Today, the Infrastructure Working Group—a coalition of national organizations led by the National Association of Manufacturers and the Associated General Contractors—sent a letter to the Senate urging passage of a long-term, robustly-funded surface transportation reauthorization bill ahead of the Sept. 30, 2020 deadline. NAM Director of Infrastructure Catie Kawchak breaks down manufacturers’ immediate need for infrastructure modernization.
What’s the scope of the infrastructure challenge?
NAM data reveals that underinvestment in U.S. infrastructure worsens by the year, and infrastructure investment is only one-third of what it was in 1960. As a result, more than 54,000 bridges across the United States are rated “structurally deficient,” and a majority of our roadway are in less than good condition. Ports and waterways are in disrepair, airports and runways are clogged and congested. But it’s not just transportation infrastructure that needs an upgrade to accommodate a 21st-century manufacturing economy. We need improvements to our water, energy and digital infrastructure as well. It’s unacceptable that America’s infrastructure continues to receive a D+ grade. Now is the time to deliver transformational advancements to the infrastructure that connects our communities and facilitates free enterprise.

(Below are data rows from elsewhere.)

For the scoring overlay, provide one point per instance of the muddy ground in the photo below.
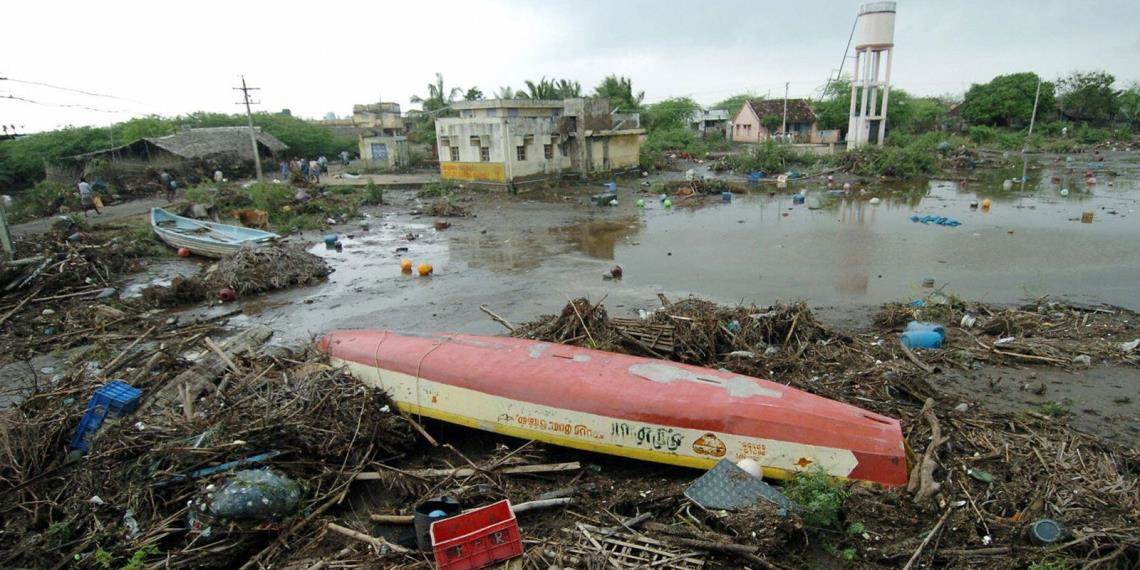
(527, 255)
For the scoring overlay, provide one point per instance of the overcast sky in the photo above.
(173, 57)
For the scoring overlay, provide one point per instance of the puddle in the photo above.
(523, 255)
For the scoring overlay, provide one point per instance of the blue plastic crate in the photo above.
(119, 397)
(114, 399)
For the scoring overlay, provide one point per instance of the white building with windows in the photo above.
(515, 140)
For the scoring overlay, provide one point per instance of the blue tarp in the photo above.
(941, 220)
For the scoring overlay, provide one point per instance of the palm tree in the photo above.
(436, 98)
(620, 92)
(568, 89)
(473, 95)
(544, 89)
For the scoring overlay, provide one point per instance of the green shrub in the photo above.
(373, 194)
(270, 196)
(37, 201)
(771, 157)
(820, 496)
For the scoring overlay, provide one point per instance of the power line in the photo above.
(91, 94)
(17, 98)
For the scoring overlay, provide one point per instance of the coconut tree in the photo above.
(438, 97)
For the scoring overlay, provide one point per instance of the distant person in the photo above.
(168, 185)
(315, 171)
(87, 197)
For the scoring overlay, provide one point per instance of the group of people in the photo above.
(310, 170)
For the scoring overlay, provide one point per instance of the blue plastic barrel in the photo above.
(919, 326)
(921, 340)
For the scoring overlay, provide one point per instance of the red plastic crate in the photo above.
(477, 538)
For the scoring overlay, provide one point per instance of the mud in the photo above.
(523, 255)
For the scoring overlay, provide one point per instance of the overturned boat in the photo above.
(621, 405)
(205, 238)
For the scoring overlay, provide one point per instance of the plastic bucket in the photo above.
(921, 340)
(422, 519)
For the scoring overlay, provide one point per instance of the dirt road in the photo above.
(111, 213)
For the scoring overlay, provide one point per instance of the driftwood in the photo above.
(521, 507)
(377, 543)
(921, 480)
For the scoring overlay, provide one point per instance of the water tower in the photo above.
(874, 40)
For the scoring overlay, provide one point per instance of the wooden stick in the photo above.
(521, 507)
(918, 552)
(552, 467)
(920, 364)
(19, 306)
(497, 318)
(114, 364)
(377, 543)
(221, 353)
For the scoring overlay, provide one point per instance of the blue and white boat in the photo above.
(205, 238)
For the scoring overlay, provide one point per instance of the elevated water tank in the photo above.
(876, 25)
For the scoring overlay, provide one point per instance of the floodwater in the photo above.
(524, 255)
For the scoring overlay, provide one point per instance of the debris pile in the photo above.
(445, 208)
(159, 485)
(249, 271)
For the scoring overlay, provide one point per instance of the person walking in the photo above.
(87, 197)
(168, 185)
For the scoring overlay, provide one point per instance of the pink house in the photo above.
(748, 127)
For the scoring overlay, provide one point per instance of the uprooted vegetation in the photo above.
(250, 270)
(984, 475)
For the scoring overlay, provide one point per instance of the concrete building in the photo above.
(515, 140)
(709, 122)
(874, 41)
(374, 119)
(389, 153)
(749, 124)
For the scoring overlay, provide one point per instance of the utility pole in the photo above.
(249, 115)
(1025, 147)
(784, 128)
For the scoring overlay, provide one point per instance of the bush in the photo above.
(270, 196)
(37, 201)
(771, 157)
(373, 194)
(819, 495)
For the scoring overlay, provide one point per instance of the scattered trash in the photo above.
(477, 538)
(1045, 531)
(985, 477)
(938, 220)
(730, 487)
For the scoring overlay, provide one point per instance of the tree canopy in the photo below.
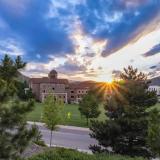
(126, 125)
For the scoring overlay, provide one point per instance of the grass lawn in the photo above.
(74, 120)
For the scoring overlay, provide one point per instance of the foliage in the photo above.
(154, 132)
(68, 154)
(125, 130)
(89, 106)
(22, 93)
(14, 135)
(38, 136)
(52, 112)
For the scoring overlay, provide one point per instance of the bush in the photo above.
(68, 154)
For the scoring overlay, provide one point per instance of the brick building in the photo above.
(61, 88)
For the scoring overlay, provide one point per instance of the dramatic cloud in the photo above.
(153, 51)
(85, 39)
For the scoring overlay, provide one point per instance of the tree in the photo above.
(89, 106)
(23, 91)
(126, 126)
(52, 114)
(14, 135)
(154, 132)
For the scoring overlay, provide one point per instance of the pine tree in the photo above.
(154, 132)
(52, 113)
(14, 135)
(125, 130)
(89, 106)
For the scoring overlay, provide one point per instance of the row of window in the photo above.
(83, 92)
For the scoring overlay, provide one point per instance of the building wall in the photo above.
(155, 88)
(36, 90)
(59, 91)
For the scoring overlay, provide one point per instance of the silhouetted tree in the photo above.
(89, 106)
(14, 135)
(52, 113)
(126, 125)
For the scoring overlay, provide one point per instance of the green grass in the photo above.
(68, 154)
(75, 119)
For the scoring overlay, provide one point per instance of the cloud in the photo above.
(154, 50)
(11, 47)
(153, 67)
(116, 74)
(36, 33)
(98, 19)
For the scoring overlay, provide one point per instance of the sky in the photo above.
(82, 39)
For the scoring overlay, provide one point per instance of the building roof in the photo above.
(53, 72)
(48, 80)
(82, 85)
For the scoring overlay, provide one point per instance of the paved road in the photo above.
(69, 137)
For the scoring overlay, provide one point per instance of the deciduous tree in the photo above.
(14, 135)
(89, 106)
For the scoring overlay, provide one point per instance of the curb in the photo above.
(60, 126)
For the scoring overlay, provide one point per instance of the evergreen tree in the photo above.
(89, 106)
(154, 132)
(14, 135)
(126, 125)
(52, 113)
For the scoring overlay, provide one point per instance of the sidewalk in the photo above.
(60, 126)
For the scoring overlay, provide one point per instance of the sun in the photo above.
(105, 78)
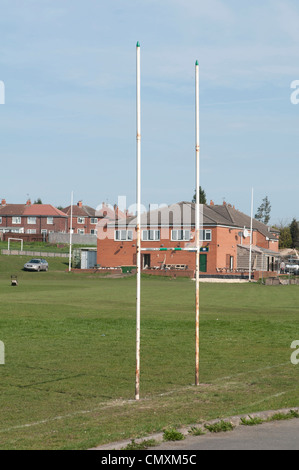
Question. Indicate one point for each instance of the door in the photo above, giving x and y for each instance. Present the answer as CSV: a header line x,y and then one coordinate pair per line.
x,y
146,261
203,264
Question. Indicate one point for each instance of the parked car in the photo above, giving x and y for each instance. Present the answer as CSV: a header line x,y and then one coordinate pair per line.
x,y
292,266
36,264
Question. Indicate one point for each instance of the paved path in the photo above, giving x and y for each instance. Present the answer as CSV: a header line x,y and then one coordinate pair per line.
x,y
276,435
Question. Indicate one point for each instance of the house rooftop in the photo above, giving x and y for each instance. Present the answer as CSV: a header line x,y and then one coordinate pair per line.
x,y
183,214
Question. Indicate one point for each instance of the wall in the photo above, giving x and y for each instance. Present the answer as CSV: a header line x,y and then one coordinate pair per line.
x,y
76,239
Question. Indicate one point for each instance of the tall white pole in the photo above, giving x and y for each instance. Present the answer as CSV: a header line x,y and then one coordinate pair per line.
x,y
138,234
71,232
250,250
197,227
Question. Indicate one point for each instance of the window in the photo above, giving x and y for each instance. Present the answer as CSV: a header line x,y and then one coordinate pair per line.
x,y
123,235
151,235
180,235
206,235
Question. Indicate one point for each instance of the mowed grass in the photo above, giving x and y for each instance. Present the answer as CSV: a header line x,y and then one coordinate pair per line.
x,y
69,377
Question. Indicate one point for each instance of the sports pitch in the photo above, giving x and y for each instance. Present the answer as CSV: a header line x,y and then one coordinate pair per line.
x,y
69,374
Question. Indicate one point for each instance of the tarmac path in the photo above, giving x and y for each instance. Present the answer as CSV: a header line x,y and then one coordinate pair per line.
x,y
276,435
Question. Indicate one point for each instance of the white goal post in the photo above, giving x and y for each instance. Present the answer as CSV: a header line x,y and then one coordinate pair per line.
x,y
16,239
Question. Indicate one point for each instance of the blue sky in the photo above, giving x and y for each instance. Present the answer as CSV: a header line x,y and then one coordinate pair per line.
x,y
69,124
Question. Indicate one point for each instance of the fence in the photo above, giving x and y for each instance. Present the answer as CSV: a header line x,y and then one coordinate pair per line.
x,y
39,254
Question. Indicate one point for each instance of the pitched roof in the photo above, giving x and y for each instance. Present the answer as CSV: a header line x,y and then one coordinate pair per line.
x,y
80,211
183,213
34,210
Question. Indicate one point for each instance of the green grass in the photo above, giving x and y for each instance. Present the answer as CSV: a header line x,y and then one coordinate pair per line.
x,y
69,377
221,426
251,421
39,246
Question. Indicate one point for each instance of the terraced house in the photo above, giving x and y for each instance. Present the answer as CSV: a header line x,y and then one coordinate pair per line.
x,y
225,241
35,219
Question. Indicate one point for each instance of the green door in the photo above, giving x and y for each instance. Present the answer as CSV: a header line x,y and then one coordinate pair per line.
x,y
203,264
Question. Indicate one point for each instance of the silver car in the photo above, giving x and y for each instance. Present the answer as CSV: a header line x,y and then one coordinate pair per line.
x,y
36,264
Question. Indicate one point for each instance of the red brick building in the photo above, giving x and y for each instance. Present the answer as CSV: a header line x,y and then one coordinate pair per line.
x,y
85,218
225,240
39,219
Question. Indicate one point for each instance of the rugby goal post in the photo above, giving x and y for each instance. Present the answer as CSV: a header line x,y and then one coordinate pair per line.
x,y
16,239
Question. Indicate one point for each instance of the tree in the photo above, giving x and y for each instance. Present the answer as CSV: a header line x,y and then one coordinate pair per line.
x,y
202,196
285,238
263,212
294,229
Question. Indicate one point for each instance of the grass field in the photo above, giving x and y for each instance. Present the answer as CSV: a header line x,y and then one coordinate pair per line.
x,y
69,377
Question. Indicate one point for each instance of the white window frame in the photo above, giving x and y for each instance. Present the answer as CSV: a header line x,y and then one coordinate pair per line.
x,y
123,235
183,235
204,237
151,235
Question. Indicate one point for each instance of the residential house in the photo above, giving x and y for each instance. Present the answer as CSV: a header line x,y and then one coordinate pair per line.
x,y
39,219
225,239
85,218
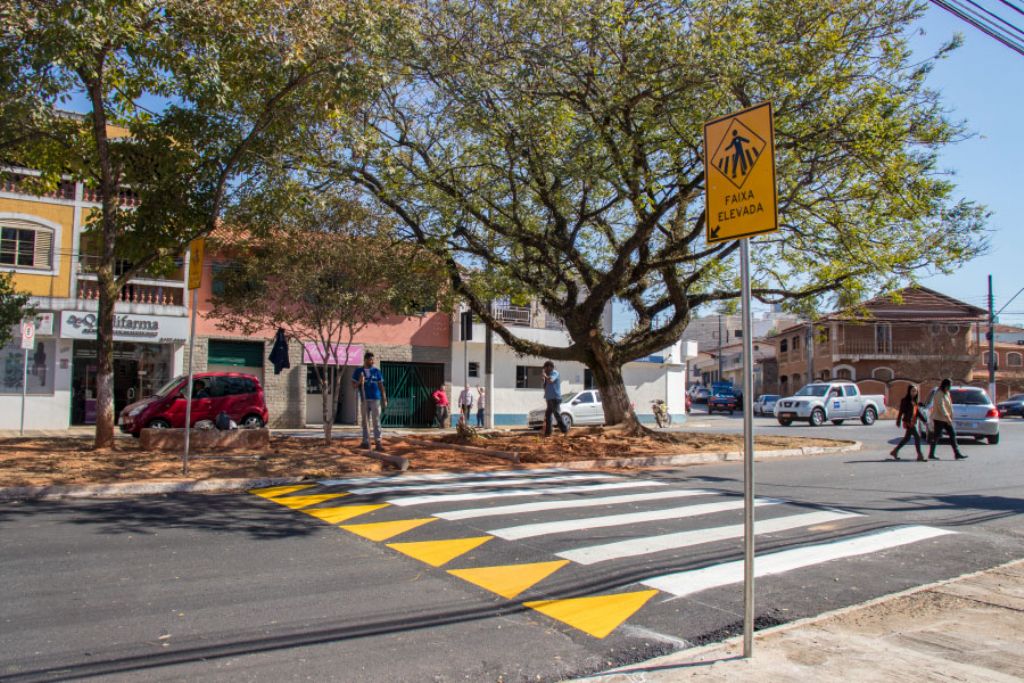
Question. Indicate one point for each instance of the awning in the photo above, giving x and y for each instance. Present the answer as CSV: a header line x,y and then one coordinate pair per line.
x,y
312,352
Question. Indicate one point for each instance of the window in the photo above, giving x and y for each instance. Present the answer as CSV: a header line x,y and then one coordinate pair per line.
x,y
528,377
26,245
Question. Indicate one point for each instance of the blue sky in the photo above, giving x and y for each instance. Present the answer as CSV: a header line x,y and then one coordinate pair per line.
x,y
983,82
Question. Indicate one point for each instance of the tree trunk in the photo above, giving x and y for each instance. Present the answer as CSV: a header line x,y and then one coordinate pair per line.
x,y
608,376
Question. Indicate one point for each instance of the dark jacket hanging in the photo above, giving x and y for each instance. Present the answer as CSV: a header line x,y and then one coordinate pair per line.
x,y
279,354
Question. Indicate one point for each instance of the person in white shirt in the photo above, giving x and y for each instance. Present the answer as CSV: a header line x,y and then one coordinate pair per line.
x,y
466,402
481,406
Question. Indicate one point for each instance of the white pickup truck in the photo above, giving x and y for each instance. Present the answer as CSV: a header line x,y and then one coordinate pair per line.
x,y
829,400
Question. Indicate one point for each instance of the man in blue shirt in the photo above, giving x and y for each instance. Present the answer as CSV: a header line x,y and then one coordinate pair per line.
x,y
553,397
369,383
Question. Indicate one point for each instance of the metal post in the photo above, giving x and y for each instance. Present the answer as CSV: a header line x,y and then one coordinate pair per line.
x,y
488,370
25,388
192,356
744,267
991,342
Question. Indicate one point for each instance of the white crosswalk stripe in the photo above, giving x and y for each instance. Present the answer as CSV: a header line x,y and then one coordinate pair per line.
x,y
469,484
656,544
687,583
513,493
561,526
474,513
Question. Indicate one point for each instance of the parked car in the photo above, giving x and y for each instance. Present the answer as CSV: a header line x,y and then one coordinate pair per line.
x,y
1011,407
584,408
723,400
829,400
765,404
239,395
974,414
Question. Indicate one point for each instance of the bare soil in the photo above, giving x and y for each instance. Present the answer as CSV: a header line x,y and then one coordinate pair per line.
x,y
72,460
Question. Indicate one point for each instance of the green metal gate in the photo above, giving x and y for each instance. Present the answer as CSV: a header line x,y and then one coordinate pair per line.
x,y
409,387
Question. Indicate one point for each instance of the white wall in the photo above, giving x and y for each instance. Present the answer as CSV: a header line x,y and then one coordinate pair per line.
x,y
43,411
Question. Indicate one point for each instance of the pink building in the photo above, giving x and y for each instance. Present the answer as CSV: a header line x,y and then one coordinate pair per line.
x,y
414,354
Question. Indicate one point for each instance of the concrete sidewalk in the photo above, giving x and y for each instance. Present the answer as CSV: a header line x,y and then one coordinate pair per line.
x,y
968,629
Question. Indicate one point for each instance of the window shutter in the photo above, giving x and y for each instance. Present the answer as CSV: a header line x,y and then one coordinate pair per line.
x,y
43,257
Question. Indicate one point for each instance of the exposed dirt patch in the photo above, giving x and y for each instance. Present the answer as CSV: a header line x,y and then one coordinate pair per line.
x,y
58,461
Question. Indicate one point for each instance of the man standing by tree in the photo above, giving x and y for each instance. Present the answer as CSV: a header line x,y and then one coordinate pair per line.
x,y
553,397
373,398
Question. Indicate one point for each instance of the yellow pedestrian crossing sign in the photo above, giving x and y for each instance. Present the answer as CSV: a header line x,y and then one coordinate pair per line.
x,y
739,174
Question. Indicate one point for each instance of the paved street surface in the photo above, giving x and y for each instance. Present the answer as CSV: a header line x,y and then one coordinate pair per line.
x,y
538,574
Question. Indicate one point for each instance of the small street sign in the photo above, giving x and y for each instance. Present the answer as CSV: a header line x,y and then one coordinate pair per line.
x,y
197,250
739,174
28,335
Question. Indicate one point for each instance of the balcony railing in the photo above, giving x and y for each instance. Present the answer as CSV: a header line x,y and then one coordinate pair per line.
x,y
514,315
171,294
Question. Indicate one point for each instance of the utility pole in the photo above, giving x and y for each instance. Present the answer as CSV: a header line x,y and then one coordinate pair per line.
x,y
991,342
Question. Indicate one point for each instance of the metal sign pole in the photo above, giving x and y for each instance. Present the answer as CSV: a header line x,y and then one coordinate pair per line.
x,y
744,267
25,388
192,355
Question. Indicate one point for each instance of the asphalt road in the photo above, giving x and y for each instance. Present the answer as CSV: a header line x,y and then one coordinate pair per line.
x,y
485,579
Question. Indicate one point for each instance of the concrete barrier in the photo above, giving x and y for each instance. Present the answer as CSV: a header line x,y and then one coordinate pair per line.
x,y
201,440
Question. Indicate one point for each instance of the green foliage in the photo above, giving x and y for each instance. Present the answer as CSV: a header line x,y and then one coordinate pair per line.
x,y
556,150
13,307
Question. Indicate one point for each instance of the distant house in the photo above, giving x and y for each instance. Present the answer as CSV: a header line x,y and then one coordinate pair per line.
x,y
915,335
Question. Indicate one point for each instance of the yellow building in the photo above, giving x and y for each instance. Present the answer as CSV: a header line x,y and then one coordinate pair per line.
x,y
42,245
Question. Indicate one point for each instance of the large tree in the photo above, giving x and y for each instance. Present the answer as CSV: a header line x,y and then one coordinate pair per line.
x,y
181,101
554,151
322,269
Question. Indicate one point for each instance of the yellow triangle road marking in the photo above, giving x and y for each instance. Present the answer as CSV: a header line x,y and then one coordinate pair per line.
x,y
270,492
596,615
343,513
385,530
297,502
436,553
510,580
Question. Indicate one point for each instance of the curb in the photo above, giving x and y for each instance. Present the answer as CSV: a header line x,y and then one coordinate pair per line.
x,y
681,657
8,494
140,488
702,458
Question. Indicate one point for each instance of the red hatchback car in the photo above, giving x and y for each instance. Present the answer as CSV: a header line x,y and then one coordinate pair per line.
x,y
239,395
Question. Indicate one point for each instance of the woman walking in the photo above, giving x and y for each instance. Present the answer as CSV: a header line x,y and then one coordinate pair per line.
x,y
909,414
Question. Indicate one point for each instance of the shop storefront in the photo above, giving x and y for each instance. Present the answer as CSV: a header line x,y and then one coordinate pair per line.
x,y
147,352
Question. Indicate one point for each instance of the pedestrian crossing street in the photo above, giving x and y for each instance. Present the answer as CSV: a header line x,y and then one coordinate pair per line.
x,y
588,549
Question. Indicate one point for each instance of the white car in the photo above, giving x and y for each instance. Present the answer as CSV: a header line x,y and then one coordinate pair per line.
x,y
584,408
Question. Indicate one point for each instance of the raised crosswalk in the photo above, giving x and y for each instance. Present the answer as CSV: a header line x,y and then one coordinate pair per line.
x,y
536,536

How does this challenge affect manufacturers?
Right now, America’s transportation infrastructure doesn’t support our vision for an exceptional America. Manufacturers use roads, bridges, rails, waterways, ports and airports every day—and if shipments are delayed by highway congestion or an unsafe bridge, then the entire production process can be delayed. Modern, just-in-time manufacturing must be incredibly precise to maximize productivity, but without reliable infrastructure, it’s impossible to do that cutting-edge work.
What is the NAM’s solution?
The NAM’s “Building to Win” blueprint offers a comprehensive plan to modernize the infrastructure that makes the American Dream possible. It provides solutions to support workers in the United States, jump-start economic growth, spur job creation, and enhance quality of life by improving and expanding our transportation, energy, water and digital infrastructure so that we can pave the way for the success of new generations. It even lays out a path for Congress to fund these investments.
In just one year, Congress faces a deadline to pass a surface transportation bill. Without this legislation, highway, bridge and transit projects will slow construction timelines and become even more costly. That’s why about 150 members of the Infrastructure Working Group applauded the Senate’s initial work on reauthorization and implored them to finish the legislative process on time. September 2020 may sound like a long time, but passing a surface transportation bill has historically taken longer than a year.
What is the Infrastructure Working Group?
Led by the NAM and AGC, the group demonstrates the breadth of the industries impacted by America’s deteriorating infrastructure. It includes manufacturers, labor, construction, technology, finance, agriculture, retailers, emergency responders and local and state government, among others. There’s broad agreement about the need for effective, efficient infrastructure. We’re standing together to push for action, and now Congress needs to pass infrastructure legislation on time.